E deu-me um beijo na cara. A Susana começou então a andar na nossa direção, e a cada passo o meu coração batia três vezes mais rápido. Parou ali ao lado.
— Ficas mesmo bem.
Não sei bem o que é que respondi, só sei que decidi, naquele momento, que nunca mais iria deixar o cabelo crescer mais do que um centímetro. Iria cortá-lo a cada 15 dias. Aquilo tinha de durar para sempre, até porque, pelos vistos, iria fazer com que o meu eterno jejum de namoradas iria terminar num espaço de dias, só podia — se até a deusa Susana olhava para mim, quando mais as mulheres comuns da escola.

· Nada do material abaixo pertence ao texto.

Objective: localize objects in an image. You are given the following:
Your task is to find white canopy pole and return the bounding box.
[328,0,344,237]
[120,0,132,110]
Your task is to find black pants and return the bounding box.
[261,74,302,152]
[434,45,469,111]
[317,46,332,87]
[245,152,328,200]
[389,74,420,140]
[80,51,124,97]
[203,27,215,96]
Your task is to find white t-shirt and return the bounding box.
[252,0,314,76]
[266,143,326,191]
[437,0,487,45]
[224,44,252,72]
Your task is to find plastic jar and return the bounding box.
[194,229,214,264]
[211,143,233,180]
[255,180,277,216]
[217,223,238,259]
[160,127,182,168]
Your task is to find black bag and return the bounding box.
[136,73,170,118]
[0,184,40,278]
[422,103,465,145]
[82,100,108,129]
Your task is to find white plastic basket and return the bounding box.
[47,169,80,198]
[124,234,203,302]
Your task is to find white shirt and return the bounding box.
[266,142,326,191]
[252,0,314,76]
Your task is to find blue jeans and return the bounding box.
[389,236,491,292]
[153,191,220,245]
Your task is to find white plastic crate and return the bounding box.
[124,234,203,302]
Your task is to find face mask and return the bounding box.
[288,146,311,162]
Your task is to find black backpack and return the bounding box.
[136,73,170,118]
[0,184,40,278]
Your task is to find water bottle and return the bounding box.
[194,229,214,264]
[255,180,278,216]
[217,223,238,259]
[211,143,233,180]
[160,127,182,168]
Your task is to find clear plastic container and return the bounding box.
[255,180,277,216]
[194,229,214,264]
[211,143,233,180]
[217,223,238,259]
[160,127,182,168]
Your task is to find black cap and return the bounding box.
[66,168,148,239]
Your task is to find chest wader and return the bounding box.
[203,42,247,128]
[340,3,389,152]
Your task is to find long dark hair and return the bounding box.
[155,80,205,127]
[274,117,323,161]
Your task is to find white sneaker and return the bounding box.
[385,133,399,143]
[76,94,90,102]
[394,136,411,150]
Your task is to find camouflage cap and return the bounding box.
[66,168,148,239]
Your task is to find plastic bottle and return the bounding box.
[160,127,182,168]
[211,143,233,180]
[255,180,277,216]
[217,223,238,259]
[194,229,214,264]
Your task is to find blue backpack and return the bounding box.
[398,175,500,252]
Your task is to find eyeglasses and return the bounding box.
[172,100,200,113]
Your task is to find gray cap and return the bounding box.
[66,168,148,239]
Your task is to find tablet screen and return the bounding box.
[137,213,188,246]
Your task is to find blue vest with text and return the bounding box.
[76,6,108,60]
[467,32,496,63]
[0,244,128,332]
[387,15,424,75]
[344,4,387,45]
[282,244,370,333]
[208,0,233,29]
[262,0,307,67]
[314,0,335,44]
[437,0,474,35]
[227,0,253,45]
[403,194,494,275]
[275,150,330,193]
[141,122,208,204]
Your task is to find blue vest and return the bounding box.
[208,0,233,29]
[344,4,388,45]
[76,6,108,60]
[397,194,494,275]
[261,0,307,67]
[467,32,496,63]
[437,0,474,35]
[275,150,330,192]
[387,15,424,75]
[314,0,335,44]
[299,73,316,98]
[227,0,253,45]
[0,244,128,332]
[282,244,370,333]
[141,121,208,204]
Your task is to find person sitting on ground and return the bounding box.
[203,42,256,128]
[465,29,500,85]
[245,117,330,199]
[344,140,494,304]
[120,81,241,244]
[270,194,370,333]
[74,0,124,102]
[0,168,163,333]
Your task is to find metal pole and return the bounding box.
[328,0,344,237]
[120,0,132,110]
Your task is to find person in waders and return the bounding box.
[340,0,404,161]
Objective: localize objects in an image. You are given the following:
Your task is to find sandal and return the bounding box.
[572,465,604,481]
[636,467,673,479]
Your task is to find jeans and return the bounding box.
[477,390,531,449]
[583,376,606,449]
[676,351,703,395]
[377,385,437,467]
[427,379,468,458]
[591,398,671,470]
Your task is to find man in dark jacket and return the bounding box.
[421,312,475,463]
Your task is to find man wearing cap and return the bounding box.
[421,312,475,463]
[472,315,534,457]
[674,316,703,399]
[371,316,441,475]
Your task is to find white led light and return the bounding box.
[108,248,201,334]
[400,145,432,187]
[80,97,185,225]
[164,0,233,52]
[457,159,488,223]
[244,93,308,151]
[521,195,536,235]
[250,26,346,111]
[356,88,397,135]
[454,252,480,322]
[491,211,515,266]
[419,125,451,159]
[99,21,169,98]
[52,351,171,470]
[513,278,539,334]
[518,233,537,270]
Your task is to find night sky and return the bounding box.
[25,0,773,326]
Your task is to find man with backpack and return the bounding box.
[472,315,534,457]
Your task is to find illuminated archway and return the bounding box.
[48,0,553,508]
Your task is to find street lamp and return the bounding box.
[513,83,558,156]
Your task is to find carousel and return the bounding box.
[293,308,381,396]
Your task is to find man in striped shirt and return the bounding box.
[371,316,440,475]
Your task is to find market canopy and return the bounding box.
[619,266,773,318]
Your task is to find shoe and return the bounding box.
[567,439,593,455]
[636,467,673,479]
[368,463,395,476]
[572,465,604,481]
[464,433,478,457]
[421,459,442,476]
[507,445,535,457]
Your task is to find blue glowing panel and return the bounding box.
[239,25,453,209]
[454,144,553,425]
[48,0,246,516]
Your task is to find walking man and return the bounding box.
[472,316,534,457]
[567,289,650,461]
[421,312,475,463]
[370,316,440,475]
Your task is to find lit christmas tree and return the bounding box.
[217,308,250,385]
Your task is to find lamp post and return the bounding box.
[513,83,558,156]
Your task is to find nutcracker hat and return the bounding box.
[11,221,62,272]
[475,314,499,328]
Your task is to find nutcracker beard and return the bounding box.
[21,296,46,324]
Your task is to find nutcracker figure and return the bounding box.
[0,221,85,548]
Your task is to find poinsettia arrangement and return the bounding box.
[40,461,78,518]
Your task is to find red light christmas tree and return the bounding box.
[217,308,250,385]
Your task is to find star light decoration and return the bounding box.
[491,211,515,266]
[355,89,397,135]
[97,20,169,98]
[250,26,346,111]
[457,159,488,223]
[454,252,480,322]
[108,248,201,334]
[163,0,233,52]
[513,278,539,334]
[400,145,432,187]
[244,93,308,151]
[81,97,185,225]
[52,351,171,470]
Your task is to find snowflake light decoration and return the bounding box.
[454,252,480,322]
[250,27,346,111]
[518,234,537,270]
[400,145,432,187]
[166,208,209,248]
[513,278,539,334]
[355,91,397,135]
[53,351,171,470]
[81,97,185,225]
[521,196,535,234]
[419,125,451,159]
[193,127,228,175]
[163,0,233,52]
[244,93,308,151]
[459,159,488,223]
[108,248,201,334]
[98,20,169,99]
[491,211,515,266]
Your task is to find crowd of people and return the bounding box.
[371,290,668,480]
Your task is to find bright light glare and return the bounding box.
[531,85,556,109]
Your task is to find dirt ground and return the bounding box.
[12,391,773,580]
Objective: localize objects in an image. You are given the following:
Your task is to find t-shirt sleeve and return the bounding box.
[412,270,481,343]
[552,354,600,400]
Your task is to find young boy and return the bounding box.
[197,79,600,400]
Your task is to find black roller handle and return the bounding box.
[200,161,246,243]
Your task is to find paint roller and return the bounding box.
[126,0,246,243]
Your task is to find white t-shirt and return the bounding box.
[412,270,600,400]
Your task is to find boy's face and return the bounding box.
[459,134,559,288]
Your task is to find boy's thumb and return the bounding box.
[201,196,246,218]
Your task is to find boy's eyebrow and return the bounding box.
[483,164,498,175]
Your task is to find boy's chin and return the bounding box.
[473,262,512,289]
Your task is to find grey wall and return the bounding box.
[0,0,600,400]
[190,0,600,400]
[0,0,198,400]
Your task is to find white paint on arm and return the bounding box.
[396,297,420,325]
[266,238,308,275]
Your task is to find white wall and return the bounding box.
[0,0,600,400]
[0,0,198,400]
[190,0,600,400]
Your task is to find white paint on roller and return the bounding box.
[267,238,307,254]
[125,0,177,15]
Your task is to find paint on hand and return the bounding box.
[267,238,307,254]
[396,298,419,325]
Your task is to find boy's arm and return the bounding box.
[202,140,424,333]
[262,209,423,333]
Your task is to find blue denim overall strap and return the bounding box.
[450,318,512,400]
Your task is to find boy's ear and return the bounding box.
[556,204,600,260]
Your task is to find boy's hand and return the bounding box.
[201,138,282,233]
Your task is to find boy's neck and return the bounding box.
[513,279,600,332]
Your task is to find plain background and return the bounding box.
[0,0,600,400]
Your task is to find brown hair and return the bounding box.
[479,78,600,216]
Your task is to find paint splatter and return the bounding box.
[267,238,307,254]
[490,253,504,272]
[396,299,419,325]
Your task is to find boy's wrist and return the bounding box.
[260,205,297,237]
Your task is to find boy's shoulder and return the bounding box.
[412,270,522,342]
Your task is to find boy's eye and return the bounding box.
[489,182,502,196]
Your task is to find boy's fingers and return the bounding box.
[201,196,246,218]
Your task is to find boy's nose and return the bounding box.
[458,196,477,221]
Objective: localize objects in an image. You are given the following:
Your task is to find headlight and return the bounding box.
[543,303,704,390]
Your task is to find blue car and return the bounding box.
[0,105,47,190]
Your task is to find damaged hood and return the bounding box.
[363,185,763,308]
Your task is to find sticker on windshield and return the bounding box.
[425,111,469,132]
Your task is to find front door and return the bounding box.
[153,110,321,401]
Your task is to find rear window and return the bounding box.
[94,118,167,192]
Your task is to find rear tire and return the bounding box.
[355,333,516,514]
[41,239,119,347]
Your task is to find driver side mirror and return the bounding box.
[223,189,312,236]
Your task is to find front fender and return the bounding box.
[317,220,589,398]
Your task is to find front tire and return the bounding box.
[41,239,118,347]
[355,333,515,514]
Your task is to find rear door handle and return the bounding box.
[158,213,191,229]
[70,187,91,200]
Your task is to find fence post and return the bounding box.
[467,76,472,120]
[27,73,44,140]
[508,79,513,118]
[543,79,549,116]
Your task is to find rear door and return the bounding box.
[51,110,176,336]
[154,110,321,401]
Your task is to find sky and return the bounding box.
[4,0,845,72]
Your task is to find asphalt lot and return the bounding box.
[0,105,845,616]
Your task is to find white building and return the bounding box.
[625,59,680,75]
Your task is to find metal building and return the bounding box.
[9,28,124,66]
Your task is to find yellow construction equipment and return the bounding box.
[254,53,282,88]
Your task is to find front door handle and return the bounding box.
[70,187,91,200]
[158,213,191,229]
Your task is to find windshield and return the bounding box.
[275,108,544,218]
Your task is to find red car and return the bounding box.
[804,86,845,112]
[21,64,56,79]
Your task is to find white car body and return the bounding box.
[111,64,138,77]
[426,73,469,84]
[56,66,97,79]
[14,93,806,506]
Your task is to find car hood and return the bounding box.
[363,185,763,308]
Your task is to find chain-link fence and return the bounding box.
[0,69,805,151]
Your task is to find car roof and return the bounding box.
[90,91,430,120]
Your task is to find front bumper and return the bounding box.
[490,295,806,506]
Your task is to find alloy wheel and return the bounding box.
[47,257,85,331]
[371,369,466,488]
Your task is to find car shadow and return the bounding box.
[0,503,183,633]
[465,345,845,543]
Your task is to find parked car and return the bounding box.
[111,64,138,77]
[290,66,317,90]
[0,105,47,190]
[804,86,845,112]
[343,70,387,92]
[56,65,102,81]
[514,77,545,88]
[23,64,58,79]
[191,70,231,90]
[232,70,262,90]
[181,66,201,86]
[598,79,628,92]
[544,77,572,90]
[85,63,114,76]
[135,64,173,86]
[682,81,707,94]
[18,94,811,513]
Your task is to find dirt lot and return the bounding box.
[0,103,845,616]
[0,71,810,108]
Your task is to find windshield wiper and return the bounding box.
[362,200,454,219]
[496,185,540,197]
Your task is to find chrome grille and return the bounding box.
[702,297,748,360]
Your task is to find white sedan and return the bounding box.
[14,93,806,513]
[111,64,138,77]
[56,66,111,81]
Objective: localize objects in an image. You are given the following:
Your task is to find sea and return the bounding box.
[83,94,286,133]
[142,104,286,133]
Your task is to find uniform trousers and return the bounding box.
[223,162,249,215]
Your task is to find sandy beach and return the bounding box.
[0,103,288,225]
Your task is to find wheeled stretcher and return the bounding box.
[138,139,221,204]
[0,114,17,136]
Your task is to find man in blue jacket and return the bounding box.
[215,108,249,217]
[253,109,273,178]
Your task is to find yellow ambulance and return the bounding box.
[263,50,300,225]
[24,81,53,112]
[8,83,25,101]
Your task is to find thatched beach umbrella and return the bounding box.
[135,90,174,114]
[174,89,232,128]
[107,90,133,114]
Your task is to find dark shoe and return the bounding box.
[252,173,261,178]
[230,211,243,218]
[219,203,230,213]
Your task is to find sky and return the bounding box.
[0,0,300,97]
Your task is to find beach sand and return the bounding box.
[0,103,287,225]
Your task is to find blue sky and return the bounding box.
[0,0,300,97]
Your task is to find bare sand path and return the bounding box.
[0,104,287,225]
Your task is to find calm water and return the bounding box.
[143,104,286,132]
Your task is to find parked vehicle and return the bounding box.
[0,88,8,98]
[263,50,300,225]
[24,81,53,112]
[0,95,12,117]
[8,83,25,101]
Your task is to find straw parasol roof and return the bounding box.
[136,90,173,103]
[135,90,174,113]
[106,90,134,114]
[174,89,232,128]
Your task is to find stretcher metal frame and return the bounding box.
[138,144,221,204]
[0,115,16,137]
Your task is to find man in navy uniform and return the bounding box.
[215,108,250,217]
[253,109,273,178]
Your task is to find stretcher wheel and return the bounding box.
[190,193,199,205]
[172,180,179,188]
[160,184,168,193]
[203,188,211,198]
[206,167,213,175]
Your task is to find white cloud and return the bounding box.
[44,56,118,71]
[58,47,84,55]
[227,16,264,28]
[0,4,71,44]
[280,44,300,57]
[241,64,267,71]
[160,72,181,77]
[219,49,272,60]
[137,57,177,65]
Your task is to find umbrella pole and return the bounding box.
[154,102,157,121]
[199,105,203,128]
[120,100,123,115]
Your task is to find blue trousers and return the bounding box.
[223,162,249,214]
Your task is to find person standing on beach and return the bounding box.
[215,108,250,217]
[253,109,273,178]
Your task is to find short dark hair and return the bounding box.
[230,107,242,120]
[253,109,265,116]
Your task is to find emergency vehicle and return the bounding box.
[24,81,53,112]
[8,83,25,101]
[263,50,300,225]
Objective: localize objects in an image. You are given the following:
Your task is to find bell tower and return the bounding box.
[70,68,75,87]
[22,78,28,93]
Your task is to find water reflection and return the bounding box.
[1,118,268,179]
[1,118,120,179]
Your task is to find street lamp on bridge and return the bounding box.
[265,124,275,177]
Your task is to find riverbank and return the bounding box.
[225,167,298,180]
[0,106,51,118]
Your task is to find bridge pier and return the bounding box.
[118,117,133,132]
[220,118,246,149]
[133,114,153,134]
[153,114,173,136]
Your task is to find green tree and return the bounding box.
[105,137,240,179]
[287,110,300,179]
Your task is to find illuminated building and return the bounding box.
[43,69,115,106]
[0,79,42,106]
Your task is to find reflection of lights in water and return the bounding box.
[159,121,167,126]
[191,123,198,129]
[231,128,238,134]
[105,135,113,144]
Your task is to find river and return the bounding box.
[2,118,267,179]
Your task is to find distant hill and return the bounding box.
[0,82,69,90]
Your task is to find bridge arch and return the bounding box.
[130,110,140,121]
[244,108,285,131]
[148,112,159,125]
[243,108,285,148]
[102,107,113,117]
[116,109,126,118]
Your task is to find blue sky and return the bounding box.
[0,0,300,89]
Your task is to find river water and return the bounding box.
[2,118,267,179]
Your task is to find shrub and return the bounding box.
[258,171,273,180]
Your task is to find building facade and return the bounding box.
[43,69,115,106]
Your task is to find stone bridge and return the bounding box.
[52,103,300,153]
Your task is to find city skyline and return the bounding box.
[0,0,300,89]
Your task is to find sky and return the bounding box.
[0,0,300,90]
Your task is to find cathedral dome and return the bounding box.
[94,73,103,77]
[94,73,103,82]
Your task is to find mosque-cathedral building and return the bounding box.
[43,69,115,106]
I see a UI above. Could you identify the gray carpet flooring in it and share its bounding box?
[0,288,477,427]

A partir desse dia foram só sorrisinhos entre mim e a Susana, seduções infantis, coisas que me faziam voltar para casa, depois da escola, e começar a contar os minutos que faltavam até voltar às aulas no dia seguinte.
Nunca aconteceu nada entre mim e a Susana. Ela chumbou, como quase toda a gente naquela turma, eu fui para o décimo ano, mudei de Desporto para Humanísticas e ficamos com horários diferentes. Deixei de a ver. Até que nunca mais a vi.
A nossa história é a daqueles dias, os dias em que tive o melhor cabelo de sempre, e a atenção da miúda que torcia pescoços aos surfistas cool das DT. Hoje, chamam a isto “regresso às aulas”, como se fosse uma coisa chata.